Banned Books Week

Annika Lindburg, Staff Writer

Patrick Wohlmut, Research and Teaching Librarian stands by the banned books display.

Literary classics such as “Huckleberry Finn”, “The Catcher in the Rye”, “Fahrenheit 451”, “Where the Wild Things Are”, “Looking for Alaska”, and the Bible all have one thing in common: they have been banned.

Books become banned when certain groups or organizations lobby to have certain books banned from libraries due to sexual content and language among other things.

Linfield College and other institutions are calling attention to banned books by putting them on display during the last week of September.

The teaching and research librarian Patrick Wohlmut helped oversee the Banned Books week display at Linfield.

“This years theme is diversity. The American Library Association looked for books that had an author’s, viewpoint, or subject matter that involved diversity in some way,” said Wohlmut.

The banned books on display at Nicholson library range from The Perks of Being a Wallflower, to The Color Purple, to And Tango Makes Three, a children’s book that features same sex parents.

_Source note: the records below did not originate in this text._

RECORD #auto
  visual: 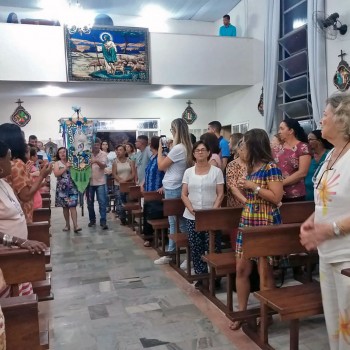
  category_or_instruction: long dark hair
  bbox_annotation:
[243,129,273,174]
[283,118,307,142]
[0,123,27,163]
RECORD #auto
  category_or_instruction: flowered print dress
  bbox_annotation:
[236,162,283,264]
[55,161,78,208]
[272,142,310,198]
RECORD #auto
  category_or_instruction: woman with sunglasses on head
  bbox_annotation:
[300,93,350,350]
[230,129,283,330]
[305,130,333,201]
[272,118,311,202]
[181,141,224,289]
[154,118,193,265]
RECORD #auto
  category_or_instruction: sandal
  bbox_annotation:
[229,321,242,331]
[143,241,151,247]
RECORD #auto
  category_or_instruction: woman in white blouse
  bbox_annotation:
[181,141,224,288]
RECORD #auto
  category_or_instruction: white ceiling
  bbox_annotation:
[0,0,241,22]
[0,81,246,99]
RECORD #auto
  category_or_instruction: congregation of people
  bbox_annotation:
[0,93,350,349]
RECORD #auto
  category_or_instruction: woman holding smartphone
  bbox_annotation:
[154,118,193,265]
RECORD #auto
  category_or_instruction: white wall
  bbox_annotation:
[326,0,350,95]
[216,0,268,128]
[0,7,217,35]
[0,23,260,86]
[0,97,216,140]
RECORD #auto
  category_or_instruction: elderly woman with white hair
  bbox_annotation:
[300,93,350,350]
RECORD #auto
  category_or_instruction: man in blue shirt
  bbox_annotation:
[219,15,237,36]
[208,120,231,170]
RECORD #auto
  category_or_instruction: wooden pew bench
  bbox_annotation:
[0,294,49,350]
[196,208,242,313]
[242,224,323,350]
[143,191,169,256]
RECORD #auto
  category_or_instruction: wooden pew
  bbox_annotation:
[0,294,48,350]
[163,198,201,282]
[143,191,169,249]
[119,182,141,227]
[196,208,242,313]
[129,186,143,232]
[242,224,323,350]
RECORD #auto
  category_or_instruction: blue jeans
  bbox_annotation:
[86,185,107,225]
[164,186,187,252]
[114,185,127,219]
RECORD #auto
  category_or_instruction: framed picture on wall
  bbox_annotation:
[65,26,149,84]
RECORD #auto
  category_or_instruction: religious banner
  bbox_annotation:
[60,109,96,193]
[11,99,31,128]
[333,50,350,92]
[182,100,197,124]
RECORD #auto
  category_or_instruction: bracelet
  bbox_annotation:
[20,239,28,247]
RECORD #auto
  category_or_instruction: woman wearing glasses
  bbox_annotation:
[181,141,224,289]
[272,118,311,202]
[230,129,283,330]
[300,93,350,350]
[154,118,193,265]
[305,130,333,201]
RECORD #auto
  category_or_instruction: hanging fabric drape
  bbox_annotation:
[307,0,327,127]
[264,0,280,133]
[60,117,96,193]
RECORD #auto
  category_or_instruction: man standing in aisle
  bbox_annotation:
[87,137,108,230]
[208,120,230,170]
[135,135,152,184]
[219,15,237,36]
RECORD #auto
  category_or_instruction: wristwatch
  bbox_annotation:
[332,221,341,237]
[254,186,261,194]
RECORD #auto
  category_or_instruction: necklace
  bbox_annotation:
[327,141,350,170]
[0,181,24,216]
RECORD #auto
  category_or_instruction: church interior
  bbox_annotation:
[0,0,350,350]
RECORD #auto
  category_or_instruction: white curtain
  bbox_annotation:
[264,0,280,134]
[307,0,327,127]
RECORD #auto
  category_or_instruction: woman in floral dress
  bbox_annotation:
[53,147,81,233]
[230,129,283,330]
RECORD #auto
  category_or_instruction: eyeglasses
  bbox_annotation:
[194,148,208,153]
[312,160,335,190]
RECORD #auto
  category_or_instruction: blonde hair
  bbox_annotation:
[171,118,193,167]
[326,92,350,140]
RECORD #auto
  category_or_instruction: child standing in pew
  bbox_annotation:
[230,129,283,330]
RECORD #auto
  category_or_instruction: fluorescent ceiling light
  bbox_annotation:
[154,86,181,98]
[140,4,171,20]
[38,85,69,97]
[140,4,171,32]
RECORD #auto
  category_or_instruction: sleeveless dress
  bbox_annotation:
[55,160,79,208]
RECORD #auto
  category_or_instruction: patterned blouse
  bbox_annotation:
[236,162,283,262]
[226,159,247,208]
[272,142,310,198]
[7,159,34,224]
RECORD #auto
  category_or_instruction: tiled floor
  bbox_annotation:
[40,208,328,350]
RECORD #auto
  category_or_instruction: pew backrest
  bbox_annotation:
[280,201,315,224]
[196,207,242,231]
[240,224,306,259]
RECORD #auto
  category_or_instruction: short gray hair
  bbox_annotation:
[326,92,350,140]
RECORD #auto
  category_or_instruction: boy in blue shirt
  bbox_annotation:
[219,15,237,36]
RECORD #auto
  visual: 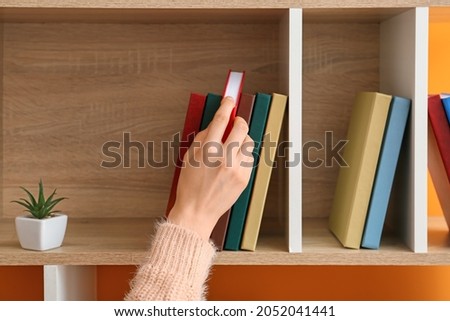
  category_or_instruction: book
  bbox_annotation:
[428,95,450,179]
[428,116,450,228]
[241,93,287,251]
[224,93,272,251]
[361,96,411,249]
[200,93,222,131]
[211,94,255,250]
[441,94,450,124]
[166,93,206,216]
[222,70,245,142]
[328,92,392,249]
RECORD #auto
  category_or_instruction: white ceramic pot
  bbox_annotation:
[16,214,67,251]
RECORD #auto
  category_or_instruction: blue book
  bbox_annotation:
[441,96,450,124]
[224,93,272,251]
[361,96,411,249]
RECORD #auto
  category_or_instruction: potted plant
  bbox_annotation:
[12,179,67,251]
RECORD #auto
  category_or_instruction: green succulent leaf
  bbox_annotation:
[20,186,37,206]
[11,201,33,211]
[38,179,45,204]
[12,179,67,219]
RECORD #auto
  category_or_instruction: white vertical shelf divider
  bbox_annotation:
[44,265,97,301]
[281,8,303,253]
[380,7,428,253]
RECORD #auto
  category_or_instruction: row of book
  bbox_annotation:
[166,70,287,251]
[329,92,412,249]
[428,94,450,228]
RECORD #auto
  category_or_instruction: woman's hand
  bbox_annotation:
[168,97,254,240]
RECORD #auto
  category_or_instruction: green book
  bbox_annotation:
[224,93,272,251]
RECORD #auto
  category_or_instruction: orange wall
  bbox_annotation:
[0,8,450,300]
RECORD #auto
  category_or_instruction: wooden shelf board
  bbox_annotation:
[1,0,426,9]
[301,0,428,9]
[303,7,411,23]
[430,5,450,23]
[0,7,287,24]
[0,217,450,265]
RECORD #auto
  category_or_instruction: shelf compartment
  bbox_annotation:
[0,8,301,255]
[302,8,428,252]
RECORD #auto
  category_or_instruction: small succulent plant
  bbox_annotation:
[12,179,66,219]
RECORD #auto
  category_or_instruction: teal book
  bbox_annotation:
[361,96,411,249]
[200,93,222,131]
[442,95,450,124]
[224,93,272,251]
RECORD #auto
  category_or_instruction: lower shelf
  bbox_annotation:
[0,217,450,265]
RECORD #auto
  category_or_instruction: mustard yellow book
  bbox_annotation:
[241,93,287,251]
[328,92,392,249]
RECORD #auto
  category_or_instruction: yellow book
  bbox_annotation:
[328,92,392,249]
[241,93,287,251]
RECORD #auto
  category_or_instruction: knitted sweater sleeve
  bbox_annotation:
[125,222,215,301]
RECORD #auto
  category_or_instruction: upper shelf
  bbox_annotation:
[0,0,428,9]
[0,217,450,265]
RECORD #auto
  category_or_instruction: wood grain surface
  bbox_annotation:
[0,217,450,266]
[2,23,279,217]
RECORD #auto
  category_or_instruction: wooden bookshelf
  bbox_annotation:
[0,0,444,298]
[0,217,450,266]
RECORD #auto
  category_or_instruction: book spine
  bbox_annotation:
[166,93,206,216]
[241,93,287,251]
[222,70,245,142]
[428,95,450,179]
[442,97,450,124]
[361,96,411,249]
[428,119,450,227]
[224,93,272,251]
[200,93,222,131]
[328,92,392,249]
[211,94,255,250]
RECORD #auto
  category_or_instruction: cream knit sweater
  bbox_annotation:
[125,222,216,301]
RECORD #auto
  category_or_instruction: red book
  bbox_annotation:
[222,70,245,142]
[428,95,450,179]
[166,93,206,216]
[210,94,255,251]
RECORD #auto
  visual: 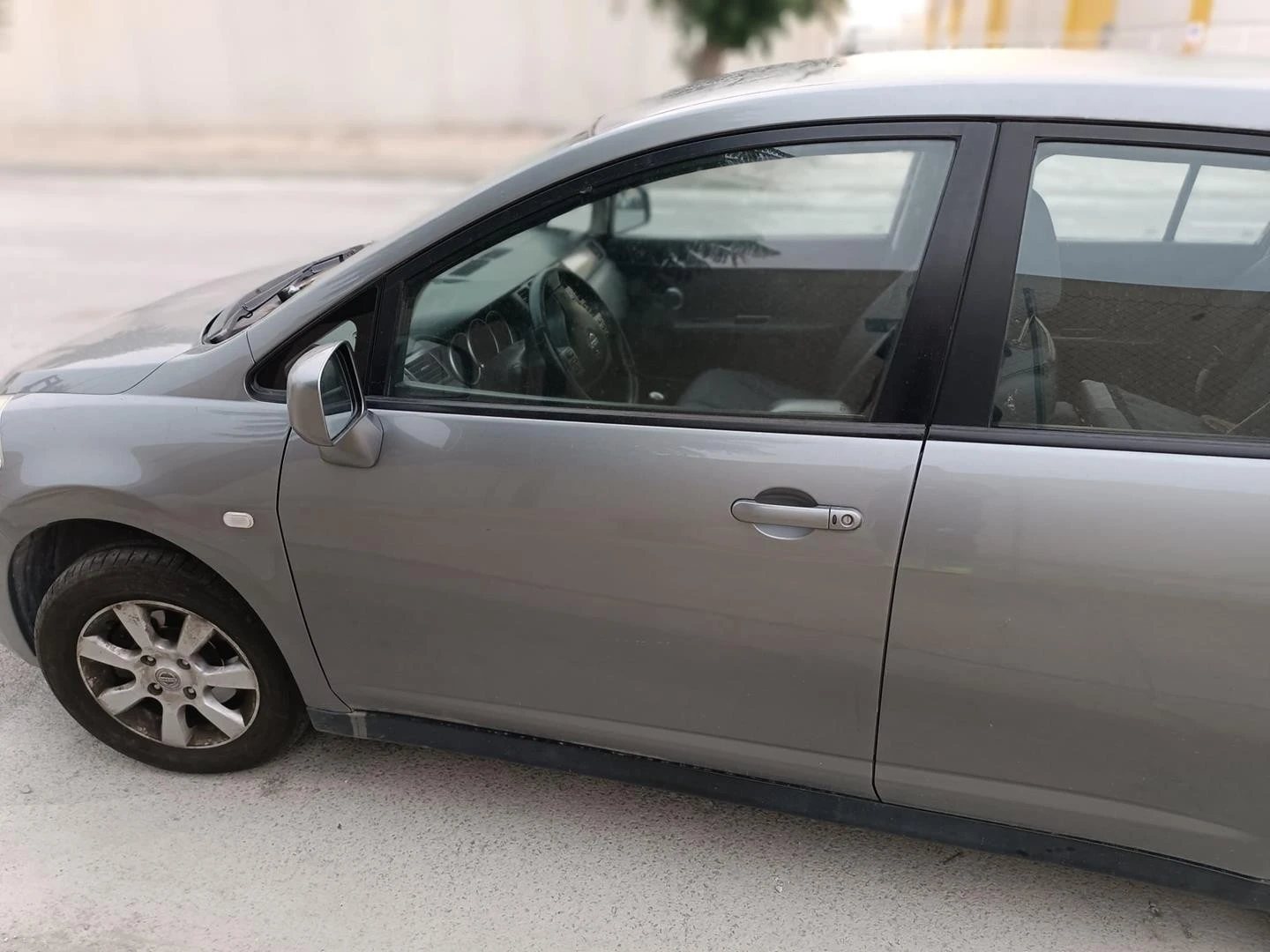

“That is one of the most visible examples of a book that exemplifies something that is very much a reality with families in America today” Wohlmut said.

The history of Banned Books is a long one. “Banned books week started back in 1982. It was started by a librarian who noticed an uptake in the number of challenged books that were being reported” In addition, there have been “over 11,000 challenged books since 1982” Wohlmut said.

Surprisingly, The Bible was one of the most challenged books of 2015 due to its “religious viewpoints which goes against expectations” Wohlmut said.

The display will be up until Oct. 9 so check out a banned book, grab a free button, and celebrate the freedom you have to read such “contraband.”